In the court’s view, plaintiff’s contentions were frivolous. Cogan referenced several judges who had commented on the misuse of the FDCPA. The court also observed that (1) this case was managed in the same way as all other cases on his docket; (2) plaintiff’s initial complaint was a “teaching exercise in how not to draft a pleading”; and (3) plaintiff’s affidavit contained no meaningful allegations about the court’s bias or prejudice in favor of or against any party.

Finally, the court imposed sanctions on plaintiff’s counsel for stating at the Initial Status Conference that plaintiff’s claim was based on a recorded conversation proving a violation of the FDCPA, when the recording showed the opposite. Plaintiff subsequently came up with a new theory of the case. Because plaintiff’s counsel did not cooperate in good faith in the Initial Status Conference as required by Federal Rule of Civil Procedure 16, and instead made “an attempt to mislead defendant and the Court, just as plaintiff himself attempted to trick defendant into committing an FDCPA violation,” Cogan sanctioned counsel in the amount of $500. Slip op. 11-12.

Tankleff §1983 Claim

In Tankleff v. County of Suffolk, 09 CV 1207 (EDNY May 5, 2015), Magistrate Judge Shields allowed plaintiff to amend his complaint to allege a new claim under 42 U.S.C. §1983, based on recently discovered Brady violations.

Plaintiff Martin Tankleff served over 17 years in state prison for the murder of his parents in 1988. After the conviction was overturned in December 2007 and the state declined to retry the case, Tankleff filed a federal lawsuit, including a §1983 claim, based on the police and prosecutor defendants’ alleged withholding of exculpatory evidence, in violation of plaintiff’s Fourteenth Amendment right to a fair trial as recognized in Brady v. Maryland, 373 U.S. 83 (1963).

That claim was dismissed on a pleading motion. But other claims survived and, during discovery, plaintiff uncovered facts that he sought to use to plead a new §1983 claim. The proposed new claim alleged that the deposition testimony of the medical examiner, Dr. Vernard Adams, showed that the detectives on the case knew, but the prosecutors did not disclose, that Dr. Adams believed the “watermelon knife” Tankleff was alleged to have used to commit the crime likely was not the murder weapon.

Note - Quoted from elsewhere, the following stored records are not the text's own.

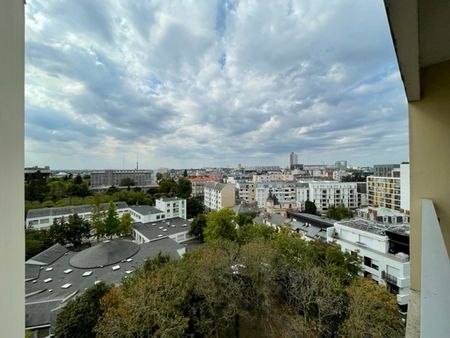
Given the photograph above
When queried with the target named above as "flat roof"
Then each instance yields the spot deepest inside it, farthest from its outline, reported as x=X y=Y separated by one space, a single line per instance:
x=375 y=227
x=167 y=227
x=145 y=209
x=70 y=210
x=44 y=292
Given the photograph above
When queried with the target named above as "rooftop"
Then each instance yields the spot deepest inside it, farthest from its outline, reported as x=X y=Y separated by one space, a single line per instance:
x=164 y=228
x=145 y=209
x=51 y=286
x=70 y=210
x=375 y=227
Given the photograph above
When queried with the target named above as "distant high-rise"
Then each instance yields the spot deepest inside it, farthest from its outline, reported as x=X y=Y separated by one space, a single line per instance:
x=293 y=159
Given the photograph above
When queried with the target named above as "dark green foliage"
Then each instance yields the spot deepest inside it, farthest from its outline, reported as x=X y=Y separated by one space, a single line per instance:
x=36 y=241
x=194 y=207
x=339 y=212
x=245 y=218
x=198 y=225
x=112 y=221
x=273 y=284
x=78 y=318
x=72 y=231
x=184 y=188
x=127 y=182
x=36 y=187
x=310 y=207
x=220 y=224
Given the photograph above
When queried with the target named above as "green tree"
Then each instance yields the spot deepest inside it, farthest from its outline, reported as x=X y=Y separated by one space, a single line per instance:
x=310 y=207
x=79 y=317
x=372 y=312
x=112 y=221
x=194 y=207
x=76 y=230
x=184 y=188
x=198 y=225
x=127 y=182
x=220 y=224
x=57 y=231
x=78 y=179
x=245 y=218
x=125 y=227
x=339 y=212
x=112 y=190
x=36 y=187
x=168 y=187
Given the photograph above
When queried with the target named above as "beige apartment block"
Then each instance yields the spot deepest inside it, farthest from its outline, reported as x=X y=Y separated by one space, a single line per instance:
x=383 y=192
x=219 y=195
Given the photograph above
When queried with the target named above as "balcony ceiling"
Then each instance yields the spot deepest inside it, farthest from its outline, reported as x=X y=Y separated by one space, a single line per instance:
x=421 y=34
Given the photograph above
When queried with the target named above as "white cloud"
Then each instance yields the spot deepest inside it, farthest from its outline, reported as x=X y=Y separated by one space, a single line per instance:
x=191 y=83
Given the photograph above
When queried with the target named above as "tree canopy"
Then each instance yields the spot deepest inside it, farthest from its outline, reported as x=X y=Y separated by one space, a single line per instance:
x=272 y=285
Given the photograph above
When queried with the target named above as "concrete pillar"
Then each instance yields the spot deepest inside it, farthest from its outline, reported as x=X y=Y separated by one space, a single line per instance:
x=12 y=249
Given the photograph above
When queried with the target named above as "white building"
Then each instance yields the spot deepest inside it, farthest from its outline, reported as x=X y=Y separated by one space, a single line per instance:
x=273 y=177
x=384 y=252
x=44 y=217
x=246 y=191
x=326 y=193
x=404 y=187
x=172 y=207
x=383 y=192
x=107 y=178
x=219 y=195
x=285 y=193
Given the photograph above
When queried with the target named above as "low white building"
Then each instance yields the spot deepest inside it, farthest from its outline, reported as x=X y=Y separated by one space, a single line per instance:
x=285 y=193
x=219 y=195
x=172 y=207
x=44 y=217
x=384 y=253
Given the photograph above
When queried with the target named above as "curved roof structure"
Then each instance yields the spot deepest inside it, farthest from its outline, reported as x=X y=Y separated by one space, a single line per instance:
x=105 y=253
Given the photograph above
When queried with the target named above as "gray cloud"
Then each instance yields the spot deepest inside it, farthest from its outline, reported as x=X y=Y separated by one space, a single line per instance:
x=211 y=83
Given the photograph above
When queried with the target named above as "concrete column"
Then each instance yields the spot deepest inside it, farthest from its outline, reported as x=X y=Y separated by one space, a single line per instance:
x=12 y=249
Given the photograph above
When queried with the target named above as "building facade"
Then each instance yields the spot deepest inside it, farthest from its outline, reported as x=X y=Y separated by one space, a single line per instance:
x=383 y=192
x=326 y=193
x=384 y=253
x=219 y=195
x=384 y=170
x=102 y=178
x=284 y=192
x=172 y=207
x=198 y=184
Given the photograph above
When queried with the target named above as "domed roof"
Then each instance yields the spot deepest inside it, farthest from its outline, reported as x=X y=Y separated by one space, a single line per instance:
x=105 y=253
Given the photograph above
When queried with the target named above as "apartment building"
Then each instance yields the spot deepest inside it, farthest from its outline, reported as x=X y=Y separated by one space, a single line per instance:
x=43 y=218
x=246 y=191
x=384 y=170
x=326 y=193
x=274 y=177
x=283 y=191
x=219 y=195
x=384 y=252
x=198 y=184
x=107 y=178
x=172 y=206
x=383 y=192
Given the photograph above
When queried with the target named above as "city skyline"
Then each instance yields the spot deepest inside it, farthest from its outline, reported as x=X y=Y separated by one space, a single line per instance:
x=215 y=84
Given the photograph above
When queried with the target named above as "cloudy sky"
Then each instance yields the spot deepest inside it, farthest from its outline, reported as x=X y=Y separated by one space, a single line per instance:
x=211 y=83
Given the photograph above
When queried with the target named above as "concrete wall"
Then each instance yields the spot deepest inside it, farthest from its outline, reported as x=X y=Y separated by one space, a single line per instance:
x=429 y=127
x=12 y=250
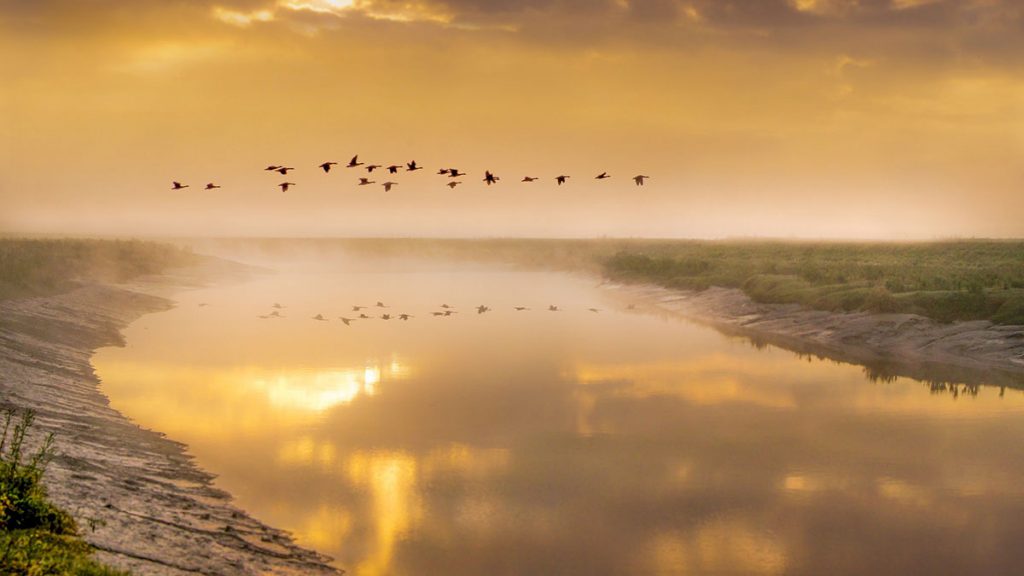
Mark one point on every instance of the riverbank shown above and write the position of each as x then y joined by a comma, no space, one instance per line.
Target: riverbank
886,344
138,496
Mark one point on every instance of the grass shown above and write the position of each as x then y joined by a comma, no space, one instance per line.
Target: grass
36,537
31,268
945,281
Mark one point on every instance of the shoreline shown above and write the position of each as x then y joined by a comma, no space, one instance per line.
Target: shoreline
887,345
138,497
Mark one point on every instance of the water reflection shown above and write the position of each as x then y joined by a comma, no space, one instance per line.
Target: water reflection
570,443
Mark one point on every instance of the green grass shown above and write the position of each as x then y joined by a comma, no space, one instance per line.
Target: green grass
30,268
36,537
945,281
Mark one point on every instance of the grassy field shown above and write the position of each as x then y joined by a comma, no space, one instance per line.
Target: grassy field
945,281
30,268
36,537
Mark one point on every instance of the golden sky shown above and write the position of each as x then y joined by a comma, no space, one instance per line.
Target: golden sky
782,118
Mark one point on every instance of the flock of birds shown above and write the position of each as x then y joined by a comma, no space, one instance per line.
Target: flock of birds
444,311
452,173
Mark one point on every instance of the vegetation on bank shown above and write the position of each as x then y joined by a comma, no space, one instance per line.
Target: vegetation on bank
31,268
36,537
945,281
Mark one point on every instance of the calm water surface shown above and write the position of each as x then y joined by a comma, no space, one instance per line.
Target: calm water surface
565,443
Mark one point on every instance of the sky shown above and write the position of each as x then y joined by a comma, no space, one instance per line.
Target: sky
875,119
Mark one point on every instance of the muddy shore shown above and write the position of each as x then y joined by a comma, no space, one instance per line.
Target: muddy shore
886,344
137,496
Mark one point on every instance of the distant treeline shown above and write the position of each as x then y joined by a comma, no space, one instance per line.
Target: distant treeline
945,281
31,268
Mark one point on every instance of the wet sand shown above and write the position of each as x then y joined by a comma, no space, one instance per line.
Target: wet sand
137,496
886,344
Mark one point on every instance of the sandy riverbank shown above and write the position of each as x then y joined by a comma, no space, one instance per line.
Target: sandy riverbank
887,344
138,497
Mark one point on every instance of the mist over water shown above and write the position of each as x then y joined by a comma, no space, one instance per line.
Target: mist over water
570,442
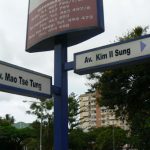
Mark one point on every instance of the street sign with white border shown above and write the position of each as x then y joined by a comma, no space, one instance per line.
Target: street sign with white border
18,80
110,56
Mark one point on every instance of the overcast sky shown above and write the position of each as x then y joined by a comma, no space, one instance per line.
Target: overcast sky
120,17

Defendants opposed amendment on two grounds: (1) that Dr. Adams’ testimony was not sufficiently specific about the identity of the detective “who heard (or acknowledged hearing) and then withheld, Dr. Adams’ alleged statement that the watermelon knife could not have been the murder weapon,” and (2) that plaintiff could not show that any statements had been suppressed, because Dr. Adams had testified that it was “his policy to make himself and his files available to defense attorneys.” Slip op. 10, 11.

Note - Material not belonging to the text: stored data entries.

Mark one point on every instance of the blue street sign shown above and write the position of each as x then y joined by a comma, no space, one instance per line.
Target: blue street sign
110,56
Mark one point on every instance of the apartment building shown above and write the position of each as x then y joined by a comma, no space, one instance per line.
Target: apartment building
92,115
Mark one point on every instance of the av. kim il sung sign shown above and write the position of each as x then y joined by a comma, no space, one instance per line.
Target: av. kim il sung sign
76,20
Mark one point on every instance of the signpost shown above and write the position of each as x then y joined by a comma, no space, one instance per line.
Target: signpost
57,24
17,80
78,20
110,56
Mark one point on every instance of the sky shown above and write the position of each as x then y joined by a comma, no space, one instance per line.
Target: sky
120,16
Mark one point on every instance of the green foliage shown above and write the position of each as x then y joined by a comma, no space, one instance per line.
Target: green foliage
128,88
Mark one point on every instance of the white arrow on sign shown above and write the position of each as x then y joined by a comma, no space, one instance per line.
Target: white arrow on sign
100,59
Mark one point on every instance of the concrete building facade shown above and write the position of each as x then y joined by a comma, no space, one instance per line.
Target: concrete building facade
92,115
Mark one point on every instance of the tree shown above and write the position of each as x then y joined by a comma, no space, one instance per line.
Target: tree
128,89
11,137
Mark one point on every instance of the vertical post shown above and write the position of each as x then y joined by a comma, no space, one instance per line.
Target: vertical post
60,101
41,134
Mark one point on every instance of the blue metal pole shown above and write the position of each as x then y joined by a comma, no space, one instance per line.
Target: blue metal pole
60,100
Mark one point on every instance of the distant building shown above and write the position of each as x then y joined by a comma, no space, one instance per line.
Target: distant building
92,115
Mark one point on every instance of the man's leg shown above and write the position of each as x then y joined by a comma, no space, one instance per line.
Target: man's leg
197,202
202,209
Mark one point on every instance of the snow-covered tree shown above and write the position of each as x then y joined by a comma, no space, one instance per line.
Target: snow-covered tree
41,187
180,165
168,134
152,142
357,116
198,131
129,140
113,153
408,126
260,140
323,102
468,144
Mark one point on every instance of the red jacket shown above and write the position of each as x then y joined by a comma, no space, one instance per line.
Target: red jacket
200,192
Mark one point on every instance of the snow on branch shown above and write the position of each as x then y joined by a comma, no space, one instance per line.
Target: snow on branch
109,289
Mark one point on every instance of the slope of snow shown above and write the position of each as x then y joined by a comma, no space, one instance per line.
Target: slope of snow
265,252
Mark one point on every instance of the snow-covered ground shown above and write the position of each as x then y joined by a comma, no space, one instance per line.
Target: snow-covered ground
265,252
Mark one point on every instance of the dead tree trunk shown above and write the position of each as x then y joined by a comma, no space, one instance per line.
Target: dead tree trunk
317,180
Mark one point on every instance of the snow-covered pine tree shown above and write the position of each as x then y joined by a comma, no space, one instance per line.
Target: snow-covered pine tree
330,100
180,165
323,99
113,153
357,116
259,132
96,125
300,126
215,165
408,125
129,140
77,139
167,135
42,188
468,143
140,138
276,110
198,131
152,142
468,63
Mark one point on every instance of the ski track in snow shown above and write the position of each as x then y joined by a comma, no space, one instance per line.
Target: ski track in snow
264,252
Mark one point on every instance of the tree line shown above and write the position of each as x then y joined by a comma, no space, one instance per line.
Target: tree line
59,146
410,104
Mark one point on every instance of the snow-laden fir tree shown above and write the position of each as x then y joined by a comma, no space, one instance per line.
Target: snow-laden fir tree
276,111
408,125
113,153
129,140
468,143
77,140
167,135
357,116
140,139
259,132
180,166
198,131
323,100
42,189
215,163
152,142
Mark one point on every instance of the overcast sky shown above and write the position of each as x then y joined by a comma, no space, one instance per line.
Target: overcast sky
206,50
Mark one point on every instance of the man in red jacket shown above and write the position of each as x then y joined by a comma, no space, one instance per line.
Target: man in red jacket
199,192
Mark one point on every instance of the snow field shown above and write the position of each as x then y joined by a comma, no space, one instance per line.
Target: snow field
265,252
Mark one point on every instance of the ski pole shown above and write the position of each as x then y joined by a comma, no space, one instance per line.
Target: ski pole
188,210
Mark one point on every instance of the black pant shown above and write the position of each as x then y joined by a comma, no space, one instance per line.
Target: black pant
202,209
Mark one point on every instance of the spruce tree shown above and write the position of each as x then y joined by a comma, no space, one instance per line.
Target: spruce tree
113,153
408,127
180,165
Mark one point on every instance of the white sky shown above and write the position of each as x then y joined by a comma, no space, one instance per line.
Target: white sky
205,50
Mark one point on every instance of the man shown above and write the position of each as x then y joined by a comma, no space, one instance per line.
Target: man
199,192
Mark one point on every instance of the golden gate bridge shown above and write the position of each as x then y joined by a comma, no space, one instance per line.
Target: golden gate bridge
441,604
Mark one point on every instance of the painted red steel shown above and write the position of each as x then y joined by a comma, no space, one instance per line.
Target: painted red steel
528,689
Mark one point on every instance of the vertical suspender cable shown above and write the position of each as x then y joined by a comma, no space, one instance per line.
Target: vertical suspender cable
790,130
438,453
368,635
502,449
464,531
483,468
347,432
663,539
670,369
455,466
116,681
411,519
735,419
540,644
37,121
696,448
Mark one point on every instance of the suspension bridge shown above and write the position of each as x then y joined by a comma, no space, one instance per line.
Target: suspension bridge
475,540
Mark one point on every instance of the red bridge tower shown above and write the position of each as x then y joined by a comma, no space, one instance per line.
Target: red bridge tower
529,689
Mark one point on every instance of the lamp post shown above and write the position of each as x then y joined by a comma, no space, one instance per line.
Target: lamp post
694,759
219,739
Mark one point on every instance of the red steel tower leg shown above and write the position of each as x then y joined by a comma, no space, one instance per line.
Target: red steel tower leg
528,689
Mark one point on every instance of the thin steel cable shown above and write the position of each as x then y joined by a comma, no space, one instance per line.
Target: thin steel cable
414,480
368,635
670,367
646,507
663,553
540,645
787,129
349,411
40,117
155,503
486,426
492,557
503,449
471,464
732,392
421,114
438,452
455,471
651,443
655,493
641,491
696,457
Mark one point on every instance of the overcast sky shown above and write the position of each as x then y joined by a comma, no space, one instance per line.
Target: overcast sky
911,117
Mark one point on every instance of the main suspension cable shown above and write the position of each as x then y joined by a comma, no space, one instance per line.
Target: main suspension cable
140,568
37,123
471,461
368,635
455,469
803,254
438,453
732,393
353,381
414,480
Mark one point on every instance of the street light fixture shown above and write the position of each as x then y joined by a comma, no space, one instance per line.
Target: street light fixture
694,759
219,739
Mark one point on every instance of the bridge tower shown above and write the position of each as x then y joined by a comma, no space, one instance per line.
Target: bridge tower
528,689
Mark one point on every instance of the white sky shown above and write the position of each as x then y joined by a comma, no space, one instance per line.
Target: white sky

Applying the liberal amendment provisions of Fed. R. Civ. P. 15(a), Shields disagreed. The proposed amended complaint’s allegations were sufficiently specific, and the questions of proof defendants raised could be addressed on summary judgment. Similarly, “[w]hile the Court agrees that Dr. Adams’ testimony can be interpreted to support Defendants’ position” regarding Tankleff’s access to Dr. Adams’ opinion, “the Court is unwilling to deny amendment based solely upon the testimony and the record presently before the Court. Indeed, to do so would require this Court to make a finding, generally made only in the summary judgment context, that there is no question of fact as to whether or not the evidence was suppressed.” Slip op. 11.

Harvey M. Stone and Richard H. Dolan are partners at Schlam Stone & Dolan. Bennette D. Kramer, a partner of the firm, assisted in the preparation of the article.